Туфли купили в Доме обуви на Ленинском проспекте. Потом Марина попросила Овеченского отвезти ее домой.
— Надо хоть на часок показаться, а то я с тех пор, как уволилась, не видела своих. Наверное, беспокоятся.
Договорились, что Аким Акимович будет ждать ее у кинотеатра.

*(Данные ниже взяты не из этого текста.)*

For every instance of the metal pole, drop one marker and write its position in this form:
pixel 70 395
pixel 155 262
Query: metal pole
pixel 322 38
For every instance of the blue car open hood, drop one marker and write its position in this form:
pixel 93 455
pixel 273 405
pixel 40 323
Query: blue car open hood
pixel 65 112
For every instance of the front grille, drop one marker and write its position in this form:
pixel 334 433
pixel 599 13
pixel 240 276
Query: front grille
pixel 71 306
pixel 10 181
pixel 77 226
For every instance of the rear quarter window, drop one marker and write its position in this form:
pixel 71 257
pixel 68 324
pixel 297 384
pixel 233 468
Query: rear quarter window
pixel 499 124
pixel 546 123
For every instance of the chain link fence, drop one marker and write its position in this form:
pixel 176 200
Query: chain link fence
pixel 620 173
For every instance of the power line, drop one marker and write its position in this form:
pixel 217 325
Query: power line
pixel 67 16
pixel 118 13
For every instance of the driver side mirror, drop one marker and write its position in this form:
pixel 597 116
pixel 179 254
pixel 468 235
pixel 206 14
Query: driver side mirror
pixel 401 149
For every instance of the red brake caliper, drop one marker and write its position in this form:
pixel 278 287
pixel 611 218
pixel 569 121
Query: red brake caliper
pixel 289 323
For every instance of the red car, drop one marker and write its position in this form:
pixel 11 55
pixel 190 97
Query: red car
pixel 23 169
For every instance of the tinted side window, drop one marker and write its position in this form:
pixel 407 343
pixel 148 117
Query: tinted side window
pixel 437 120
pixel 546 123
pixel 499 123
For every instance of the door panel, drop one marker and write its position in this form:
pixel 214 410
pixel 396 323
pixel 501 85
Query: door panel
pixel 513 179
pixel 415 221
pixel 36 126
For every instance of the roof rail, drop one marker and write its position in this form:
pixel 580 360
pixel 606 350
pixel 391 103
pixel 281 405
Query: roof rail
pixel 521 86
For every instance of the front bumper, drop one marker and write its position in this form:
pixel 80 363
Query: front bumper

Настасья не на шутку испугалась. То, бывало, все звонили, приходили, а теперь как в воду канули. Несколько раз она раскидывала карты, и все время выпадало свидание с королем в казенном доме. «Неужели все сразу влипли?» — с замиранием в сердце думала она и с опаской поглядывала на дверь. Ей уже чудились четкие, размеренные шаги на лестнице и грозный стук в дверь. И так изо дня в день.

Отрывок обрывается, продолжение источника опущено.